06:52 EST Citi Trends reports holiday SSS up 3.6% - Total sales in the first two months of the fourth quarter of fiscal 2019 increased 5.4% to $170.5M compared with $161.9M in the same period of 2018. Comparable store sales increased 3.6% during the two-month period. Peter Sachse, Interim CEO, commented, "We were pleased with a 3.6% increase in comparable store sales during the holiday season, as our continued strategic shift towards non-apparel merchandise proved to be successful. We are achieving this sales growth on much less inventory, resulting in very current merchandise levels. We enter the new year well-positioned to grow Citi Trends' business and I look forward to discussing our strategic priorities at the ICR Conference on January 14th."

06:51 EST Brookfield Renewable submits offer to buy TerraForm Power in all-stock deal

06:48 EST Cott Corp. acquires Primo Water for $14.00 per share in cash and stock

06:46 EST Emergent BioSolutions: EMA approves plan for CHIKV VLP vaccine candidate - Emergent BioSolutions announced that it has received agreement from the European Medicines Agency to pursue its proposed development plan for its chikungunya virus virus-like particle vaccine candidate. The company has proposed conducting a safety and immunogenicity Phase 3 trial using Serum Neutralizing Antibodies as an immune correlate of protection to predict clinical benefit of the vaccine candidate.

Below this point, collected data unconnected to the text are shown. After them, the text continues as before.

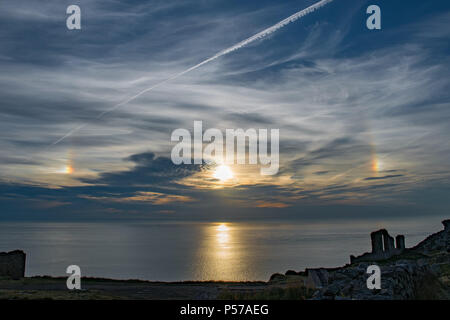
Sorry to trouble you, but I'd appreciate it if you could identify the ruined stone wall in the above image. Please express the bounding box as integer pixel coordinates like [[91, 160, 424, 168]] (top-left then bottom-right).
[[350, 229, 405, 264], [371, 231, 383, 253], [396, 235, 405, 250], [0, 250, 26, 279]]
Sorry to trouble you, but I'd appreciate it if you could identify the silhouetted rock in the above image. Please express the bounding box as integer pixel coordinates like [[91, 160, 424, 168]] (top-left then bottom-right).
[[305, 268, 329, 288], [269, 273, 286, 282], [285, 270, 298, 276], [310, 219, 450, 300], [0, 250, 26, 280], [442, 219, 450, 231], [412, 219, 450, 254]]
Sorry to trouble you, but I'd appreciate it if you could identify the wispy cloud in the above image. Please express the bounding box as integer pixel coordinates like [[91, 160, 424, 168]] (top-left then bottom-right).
[[364, 175, 404, 181]]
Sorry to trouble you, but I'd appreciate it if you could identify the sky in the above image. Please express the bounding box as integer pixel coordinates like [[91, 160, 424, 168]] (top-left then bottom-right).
[[0, 0, 449, 221]]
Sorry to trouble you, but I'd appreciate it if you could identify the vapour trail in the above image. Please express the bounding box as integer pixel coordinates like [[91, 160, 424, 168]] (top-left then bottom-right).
[[52, 0, 334, 146]]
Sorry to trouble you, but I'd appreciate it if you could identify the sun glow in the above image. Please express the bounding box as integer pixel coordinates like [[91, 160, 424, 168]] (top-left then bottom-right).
[[54, 150, 75, 175], [65, 165, 74, 174], [55, 164, 73, 174], [217, 223, 229, 232], [216, 223, 230, 246], [213, 165, 233, 182], [372, 157, 383, 173]]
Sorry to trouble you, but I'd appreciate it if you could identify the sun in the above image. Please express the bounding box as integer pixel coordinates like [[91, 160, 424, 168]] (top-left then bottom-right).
[[213, 165, 233, 182]]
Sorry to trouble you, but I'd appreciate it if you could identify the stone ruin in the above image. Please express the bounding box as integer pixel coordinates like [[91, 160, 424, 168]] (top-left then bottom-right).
[[0, 250, 26, 279], [350, 229, 405, 264], [303, 229, 407, 287]]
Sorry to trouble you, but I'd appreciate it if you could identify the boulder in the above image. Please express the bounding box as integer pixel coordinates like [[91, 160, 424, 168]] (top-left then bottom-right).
[[0, 250, 26, 279]]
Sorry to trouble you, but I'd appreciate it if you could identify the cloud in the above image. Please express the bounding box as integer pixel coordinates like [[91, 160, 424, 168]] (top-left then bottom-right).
[[255, 201, 290, 208], [82, 152, 205, 187], [82, 191, 194, 205], [364, 175, 404, 181]]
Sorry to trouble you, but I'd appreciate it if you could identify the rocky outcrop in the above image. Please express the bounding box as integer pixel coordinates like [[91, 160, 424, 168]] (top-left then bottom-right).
[[272, 219, 450, 300], [310, 259, 449, 300], [412, 219, 449, 254], [0, 250, 26, 280], [309, 219, 450, 300], [305, 268, 330, 288]]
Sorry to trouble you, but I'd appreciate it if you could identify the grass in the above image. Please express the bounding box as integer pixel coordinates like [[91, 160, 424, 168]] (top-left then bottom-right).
[[0, 289, 120, 300], [217, 285, 314, 300]]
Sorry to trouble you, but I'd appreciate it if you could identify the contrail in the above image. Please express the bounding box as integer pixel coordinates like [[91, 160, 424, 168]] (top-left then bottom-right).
[[53, 0, 334, 145]]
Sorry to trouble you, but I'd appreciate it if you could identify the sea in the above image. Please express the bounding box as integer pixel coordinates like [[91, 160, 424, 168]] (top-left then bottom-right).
[[0, 217, 442, 281]]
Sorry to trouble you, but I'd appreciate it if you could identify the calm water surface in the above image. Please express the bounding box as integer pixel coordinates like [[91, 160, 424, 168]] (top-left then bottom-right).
[[0, 218, 441, 281]]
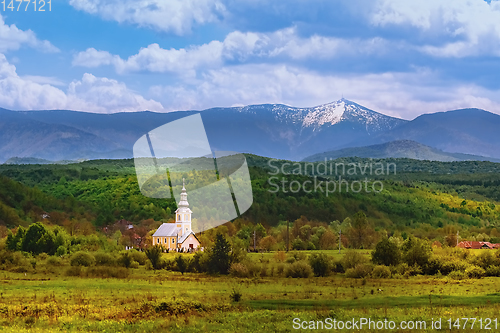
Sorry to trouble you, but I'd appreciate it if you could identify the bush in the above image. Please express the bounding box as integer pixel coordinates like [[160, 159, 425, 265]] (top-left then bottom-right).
[[46, 256, 62, 266], [118, 252, 133, 268], [189, 251, 209, 273], [309, 253, 331, 277], [94, 252, 116, 266], [472, 251, 498, 269], [372, 239, 401, 266], [465, 265, 485, 279], [65, 266, 83, 277], [486, 265, 500, 277], [129, 250, 148, 265], [70, 252, 95, 267], [401, 237, 432, 268], [285, 260, 313, 278], [145, 245, 163, 270], [332, 260, 345, 273], [372, 265, 391, 278], [87, 266, 129, 279], [230, 289, 242, 302], [341, 250, 367, 270], [175, 255, 189, 274], [55, 246, 67, 257], [229, 262, 249, 278], [448, 270, 465, 280], [345, 263, 373, 278], [426, 256, 467, 275]]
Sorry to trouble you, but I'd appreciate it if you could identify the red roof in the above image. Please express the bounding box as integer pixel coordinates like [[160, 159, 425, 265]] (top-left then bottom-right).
[[457, 241, 499, 249]]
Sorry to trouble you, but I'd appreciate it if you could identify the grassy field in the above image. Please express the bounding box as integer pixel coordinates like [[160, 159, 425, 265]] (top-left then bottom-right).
[[1, 251, 500, 332]]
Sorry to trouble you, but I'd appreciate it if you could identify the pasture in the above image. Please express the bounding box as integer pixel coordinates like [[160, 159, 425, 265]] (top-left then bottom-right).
[[1, 251, 499, 332]]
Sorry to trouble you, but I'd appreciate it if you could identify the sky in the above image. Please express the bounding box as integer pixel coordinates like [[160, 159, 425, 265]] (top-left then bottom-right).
[[1, 0, 500, 119]]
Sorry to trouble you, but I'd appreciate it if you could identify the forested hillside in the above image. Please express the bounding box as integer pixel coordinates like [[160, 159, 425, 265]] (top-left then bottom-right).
[[1, 156, 499, 247]]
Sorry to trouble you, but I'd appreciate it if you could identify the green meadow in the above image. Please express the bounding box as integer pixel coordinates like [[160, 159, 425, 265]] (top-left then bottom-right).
[[1, 251, 500, 332]]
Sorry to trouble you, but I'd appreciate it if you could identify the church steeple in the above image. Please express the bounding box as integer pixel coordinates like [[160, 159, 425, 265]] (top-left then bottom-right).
[[175, 178, 192, 237], [178, 178, 189, 208]]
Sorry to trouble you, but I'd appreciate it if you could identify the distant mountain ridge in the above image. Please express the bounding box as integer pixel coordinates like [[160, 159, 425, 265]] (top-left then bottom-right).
[[302, 140, 500, 163], [1, 100, 499, 163]]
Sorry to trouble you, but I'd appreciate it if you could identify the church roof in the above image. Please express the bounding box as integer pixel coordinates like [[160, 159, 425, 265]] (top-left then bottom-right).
[[152, 223, 179, 237], [178, 230, 199, 244]]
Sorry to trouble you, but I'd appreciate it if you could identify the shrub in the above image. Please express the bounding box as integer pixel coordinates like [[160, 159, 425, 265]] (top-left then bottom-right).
[[372, 239, 401, 266], [87, 266, 129, 279], [129, 250, 148, 265], [230, 289, 242, 302], [130, 260, 139, 269], [486, 265, 500, 277], [472, 251, 498, 269], [94, 252, 116, 266], [65, 266, 83, 277], [118, 252, 133, 268], [10, 265, 31, 273], [372, 265, 391, 278], [465, 265, 485, 279], [229, 262, 250, 278], [309, 253, 331, 277], [341, 250, 367, 270], [285, 260, 313, 278], [70, 252, 95, 267], [332, 260, 345, 273], [175, 255, 188, 274], [345, 263, 373, 278], [46, 256, 62, 266], [276, 263, 285, 277], [55, 246, 67, 257], [448, 270, 465, 280], [145, 245, 163, 270], [189, 251, 209, 273], [401, 237, 432, 268]]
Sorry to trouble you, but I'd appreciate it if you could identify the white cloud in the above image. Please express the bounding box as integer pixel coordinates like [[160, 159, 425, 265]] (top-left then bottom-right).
[[0, 14, 58, 53], [0, 54, 67, 110], [73, 27, 396, 76], [68, 0, 226, 35], [67, 73, 164, 113], [370, 0, 500, 57], [0, 54, 163, 113], [149, 64, 500, 118]]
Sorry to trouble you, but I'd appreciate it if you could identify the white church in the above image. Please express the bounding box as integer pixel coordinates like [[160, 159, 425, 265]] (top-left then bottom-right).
[[152, 179, 200, 251]]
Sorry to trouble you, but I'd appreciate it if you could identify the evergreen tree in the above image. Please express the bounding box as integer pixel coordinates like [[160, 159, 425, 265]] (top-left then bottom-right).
[[209, 233, 232, 274]]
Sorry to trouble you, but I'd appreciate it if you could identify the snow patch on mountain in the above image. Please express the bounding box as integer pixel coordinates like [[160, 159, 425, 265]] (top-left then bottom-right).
[[236, 99, 407, 133], [302, 100, 346, 128]]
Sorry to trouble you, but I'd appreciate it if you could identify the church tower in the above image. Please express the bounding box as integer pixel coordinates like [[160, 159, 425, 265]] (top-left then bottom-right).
[[175, 179, 192, 237]]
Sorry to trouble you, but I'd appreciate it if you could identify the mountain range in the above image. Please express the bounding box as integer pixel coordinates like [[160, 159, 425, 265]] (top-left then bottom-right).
[[302, 140, 500, 163], [1, 99, 499, 163]]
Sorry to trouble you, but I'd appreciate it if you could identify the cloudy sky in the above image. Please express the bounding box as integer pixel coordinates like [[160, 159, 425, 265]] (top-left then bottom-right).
[[1, 0, 500, 118]]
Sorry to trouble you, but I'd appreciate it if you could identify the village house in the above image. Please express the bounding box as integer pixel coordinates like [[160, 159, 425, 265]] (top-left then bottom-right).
[[152, 179, 200, 251], [457, 241, 500, 249]]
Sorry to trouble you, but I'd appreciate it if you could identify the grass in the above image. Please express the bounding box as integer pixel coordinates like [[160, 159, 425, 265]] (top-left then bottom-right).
[[1, 250, 500, 332]]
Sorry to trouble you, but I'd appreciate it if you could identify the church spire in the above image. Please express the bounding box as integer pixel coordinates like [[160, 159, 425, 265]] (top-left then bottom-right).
[[178, 178, 189, 208]]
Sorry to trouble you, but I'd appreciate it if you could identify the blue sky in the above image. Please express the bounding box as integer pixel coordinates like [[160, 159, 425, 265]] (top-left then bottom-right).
[[1, 0, 500, 119]]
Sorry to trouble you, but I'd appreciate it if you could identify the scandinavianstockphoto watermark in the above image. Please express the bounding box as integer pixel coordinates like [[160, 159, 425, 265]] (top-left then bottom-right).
[[267, 158, 396, 196]]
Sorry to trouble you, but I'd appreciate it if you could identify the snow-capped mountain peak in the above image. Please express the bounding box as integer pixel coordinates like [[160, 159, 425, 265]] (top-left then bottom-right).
[[302, 100, 346, 127]]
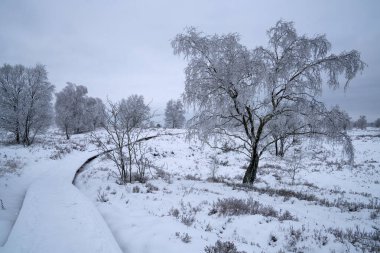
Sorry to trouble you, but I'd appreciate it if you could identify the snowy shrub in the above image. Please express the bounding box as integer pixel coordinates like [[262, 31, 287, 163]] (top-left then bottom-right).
[[268, 233, 278, 246], [204, 240, 246, 253], [145, 182, 159, 193], [154, 167, 172, 183], [184, 174, 201, 181], [168, 208, 180, 218], [204, 223, 213, 232], [318, 197, 380, 212], [312, 229, 329, 246], [285, 226, 303, 251], [132, 185, 140, 193], [328, 226, 380, 252], [50, 145, 72, 160], [210, 197, 289, 220], [0, 199, 5, 210], [180, 213, 195, 226], [175, 232, 192, 243], [1, 158, 24, 176], [278, 210, 297, 221], [96, 190, 109, 202], [370, 210, 379, 219]]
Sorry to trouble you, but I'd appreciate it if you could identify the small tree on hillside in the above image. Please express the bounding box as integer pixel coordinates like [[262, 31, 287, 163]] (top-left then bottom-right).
[[165, 99, 186, 128], [172, 20, 365, 184]]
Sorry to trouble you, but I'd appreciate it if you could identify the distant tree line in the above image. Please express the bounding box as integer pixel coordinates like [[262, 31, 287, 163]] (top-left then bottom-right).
[[351, 115, 380, 129]]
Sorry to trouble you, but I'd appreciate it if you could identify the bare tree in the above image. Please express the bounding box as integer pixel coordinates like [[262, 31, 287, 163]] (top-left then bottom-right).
[[165, 99, 186, 128], [119, 95, 151, 182], [91, 95, 152, 184], [91, 100, 129, 183], [0, 64, 54, 145], [172, 20, 365, 184], [285, 150, 304, 185]]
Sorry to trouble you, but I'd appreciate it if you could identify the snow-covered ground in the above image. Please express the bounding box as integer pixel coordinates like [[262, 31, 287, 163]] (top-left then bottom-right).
[[0, 128, 379, 252], [76, 128, 380, 253]]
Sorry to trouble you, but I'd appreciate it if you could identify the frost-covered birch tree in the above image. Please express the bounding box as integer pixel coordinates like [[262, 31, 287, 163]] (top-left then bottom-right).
[[0, 64, 25, 143], [164, 99, 186, 128], [172, 20, 366, 184], [20, 65, 54, 145], [55, 83, 87, 139], [84, 97, 106, 131], [55, 83, 104, 139], [0, 64, 54, 145]]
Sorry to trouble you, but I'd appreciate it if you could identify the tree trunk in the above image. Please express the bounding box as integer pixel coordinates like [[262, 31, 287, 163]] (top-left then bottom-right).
[[274, 139, 279, 156], [243, 152, 260, 184], [15, 129, 20, 144], [65, 126, 70, 140], [279, 137, 285, 157]]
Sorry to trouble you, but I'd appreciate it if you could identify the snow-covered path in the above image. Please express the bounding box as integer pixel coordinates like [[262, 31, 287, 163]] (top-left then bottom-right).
[[0, 151, 123, 253]]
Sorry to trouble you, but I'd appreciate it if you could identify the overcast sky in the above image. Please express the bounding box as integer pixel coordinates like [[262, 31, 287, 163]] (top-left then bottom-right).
[[1, 0, 379, 121]]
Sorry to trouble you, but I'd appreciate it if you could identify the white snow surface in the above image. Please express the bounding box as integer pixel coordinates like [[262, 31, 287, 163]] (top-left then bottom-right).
[[0, 132, 122, 253]]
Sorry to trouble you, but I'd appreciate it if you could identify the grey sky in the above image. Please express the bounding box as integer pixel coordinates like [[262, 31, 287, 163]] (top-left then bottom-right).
[[1, 0, 379, 121]]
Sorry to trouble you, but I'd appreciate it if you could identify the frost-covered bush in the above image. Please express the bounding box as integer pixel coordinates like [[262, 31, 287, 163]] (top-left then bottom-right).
[[180, 213, 195, 226], [175, 232, 192, 243], [204, 240, 246, 253], [154, 167, 172, 183], [184, 174, 201, 181], [96, 189, 109, 202], [132, 185, 140, 193], [210, 197, 277, 217], [328, 226, 380, 252], [1, 158, 24, 176], [145, 182, 159, 193], [278, 210, 297, 221], [168, 208, 180, 218]]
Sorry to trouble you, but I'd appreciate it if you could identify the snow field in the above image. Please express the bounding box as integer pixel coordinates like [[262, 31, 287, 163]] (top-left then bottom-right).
[[76, 128, 380, 252]]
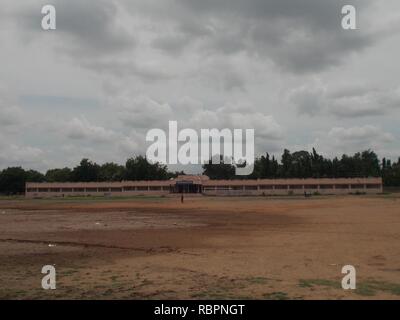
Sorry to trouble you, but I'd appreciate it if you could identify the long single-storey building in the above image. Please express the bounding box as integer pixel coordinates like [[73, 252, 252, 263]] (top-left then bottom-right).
[[25, 175, 383, 198]]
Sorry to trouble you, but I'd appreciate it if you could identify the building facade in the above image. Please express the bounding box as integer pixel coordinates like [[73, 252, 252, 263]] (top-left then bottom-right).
[[25, 176, 383, 198]]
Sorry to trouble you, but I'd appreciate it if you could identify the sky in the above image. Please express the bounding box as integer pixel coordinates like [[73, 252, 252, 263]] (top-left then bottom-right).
[[0, 0, 399, 173]]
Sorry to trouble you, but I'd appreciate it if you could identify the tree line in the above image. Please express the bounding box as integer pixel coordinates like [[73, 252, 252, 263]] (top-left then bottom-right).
[[1, 149, 400, 195], [203, 149, 399, 185], [0, 156, 182, 195]]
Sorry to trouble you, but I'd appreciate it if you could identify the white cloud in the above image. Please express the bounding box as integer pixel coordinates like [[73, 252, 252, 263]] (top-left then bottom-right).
[[117, 95, 173, 129], [328, 125, 394, 144], [290, 82, 400, 118], [63, 117, 116, 143], [0, 105, 22, 126], [0, 138, 45, 169], [308, 125, 396, 159]]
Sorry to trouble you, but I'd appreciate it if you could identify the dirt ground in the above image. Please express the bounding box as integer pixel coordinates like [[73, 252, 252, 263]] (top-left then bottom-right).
[[0, 194, 399, 300]]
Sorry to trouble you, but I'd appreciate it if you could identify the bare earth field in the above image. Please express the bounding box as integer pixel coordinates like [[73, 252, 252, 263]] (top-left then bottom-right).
[[0, 194, 399, 300]]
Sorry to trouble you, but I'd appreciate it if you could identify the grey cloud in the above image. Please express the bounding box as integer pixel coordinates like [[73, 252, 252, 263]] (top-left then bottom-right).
[[152, 33, 191, 55], [0, 105, 22, 127], [150, 0, 375, 73], [306, 125, 396, 159], [117, 95, 173, 129], [290, 82, 400, 118], [82, 59, 174, 80], [193, 58, 246, 91], [288, 83, 327, 116], [56, 0, 134, 55], [177, 0, 342, 27], [2, 1, 399, 170], [328, 125, 394, 143], [0, 138, 45, 169], [14, 0, 377, 77], [112, 93, 284, 143], [62, 117, 117, 143], [20, 0, 134, 56], [0, 89, 24, 131]]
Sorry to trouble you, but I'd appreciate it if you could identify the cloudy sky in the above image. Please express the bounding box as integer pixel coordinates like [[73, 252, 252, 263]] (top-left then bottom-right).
[[0, 0, 399, 172]]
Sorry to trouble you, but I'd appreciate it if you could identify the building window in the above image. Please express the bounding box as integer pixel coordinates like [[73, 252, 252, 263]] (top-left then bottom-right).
[[27, 188, 38, 192], [123, 186, 135, 191], [149, 186, 162, 191], [289, 185, 303, 189], [260, 185, 273, 190], [203, 187, 215, 191], [335, 184, 349, 189], [61, 188, 73, 192], [212, 186, 225, 190], [110, 188, 122, 192], [74, 188, 85, 192], [304, 185, 318, 189], [320, 185, 333, 189], [244, 186, 258, 190], [274, 185, 288, 190], [366, 184, 381, 189], [137, 186, 148, 191], [50, 188, 60, 192], [351, 184, 365, 189], [86, 188, 98, 192], [98, 188, 110, 192]]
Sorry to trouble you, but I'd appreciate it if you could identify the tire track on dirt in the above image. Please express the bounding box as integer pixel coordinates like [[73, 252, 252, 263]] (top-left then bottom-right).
[[0, 238, 176, 254]]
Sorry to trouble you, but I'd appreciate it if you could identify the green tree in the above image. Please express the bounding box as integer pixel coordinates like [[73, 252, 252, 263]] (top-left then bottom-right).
[[45, 168, 73, 182], [72, 159, 100, 182], [98, 163, 125, 181], [280, 149, 292, 178], [26, 170, 46, 182], [125, 156, 169, 181], [0, 167, 27, 194], [202, 155, 236, 180]]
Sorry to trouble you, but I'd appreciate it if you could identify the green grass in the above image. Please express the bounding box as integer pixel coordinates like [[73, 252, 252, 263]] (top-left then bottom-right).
[[263, 291, 289, 300], [0, 195, 25, 201], [356, 280, 400, 297], [298, 279, 341, 289], [299, 278, 400, 297], [190, 290, 253, 300], [245, 276, 270, 285], [60, 269, 79, 276]]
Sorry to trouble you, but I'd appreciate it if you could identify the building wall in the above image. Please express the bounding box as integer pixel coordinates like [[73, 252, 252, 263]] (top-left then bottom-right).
[[25, 177, 383, 198], [25, 181, 172, 198], [202, 178, 382, 196]]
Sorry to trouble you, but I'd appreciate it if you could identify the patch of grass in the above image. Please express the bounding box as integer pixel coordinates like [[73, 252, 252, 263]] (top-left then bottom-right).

06:40 EST AstraZeneca, Merck say Lynparza submission granted priority review in the U.S. - AstraZeneca (AZN) and Merck & Co (MRK) announced that a supplemental New Drug Application for Lynparza in combination with bevacizumab has been accepted and granted Priority Review in the US for the maintenance treatment of patients with advanced ovarian cancer who are in complete or partial response to 1st-line platinum-based chemotherapy with bevacizumab. A Prescription Drug User Fee Act date is set for the second quarter of 2020. The Priority Review by the US Food and Drug Administration was based on results from the pivotal Phase III PAOLA-1 trial, which were published in The New England Journal of Medicine. The trial compared Lynparza when added to standard-of-care bevacizumab vs. bevacizumab alone in patients with advanced ovarian cancer in the 1st-line maintenance setting, regardless of their biomarker status or outcome from previous surgery. The investigator-assessed results showed Lynparza added to bevacizumab reduced the risk of disease progression or death by 41% based on a hazard ratio of 0.59 and improved progression-free survival to a median of 22.1 months vs. 16.6 months for patients treated with bevacizumab alone. At two years after trial initiation, 46% of patients treated with Lynparza added to bevacizumab showed no disease progression vs. 28% of patients treated with bevacizumab alone. The safety and tolerability profiles of Lynparza and bevacizumab were consistent with previous trials for each medicine and showed no detriment to quality of life. Reference Link

06:37 EST Eli Lilly announces ORIENT-11 trial met primary endpoint in interim analysis - Eli Lilly jointly announced with Innovent Biologics, the results of a Phase 3 study in China; the ORIENT-11 trial of Tyvyt in combination with Alimta and platinum in first-line advanced or recurrent nonsquamous non-small cell lung cancer, or nsqNSCLC, without sensitive EGFR mutation or ALK rearrangement, met the predefined primary endpoint of progression-free survival, or PFS, in an interim analysis. Based on the interim analysis conducted by the Independent Data Monitoring Committee, or IDMC, sintilimab in combination with Alimta and platinum demonstrated a statistically significant improvement in PFS compared with placebo in combination with Alimta and platinum, which met the pre-defined efficacy criteria. The safety profile of sintilimab in this trial was consistent with previously reported studies, and no new safety signals were identified. Relevant data will be presented at an upcoming medical conference. Based on the IDMC recommendations, Lilly and Innovent will initiate regulatory discussions for registration with the National Medical Products Administration, or NMPA, in China in the near future.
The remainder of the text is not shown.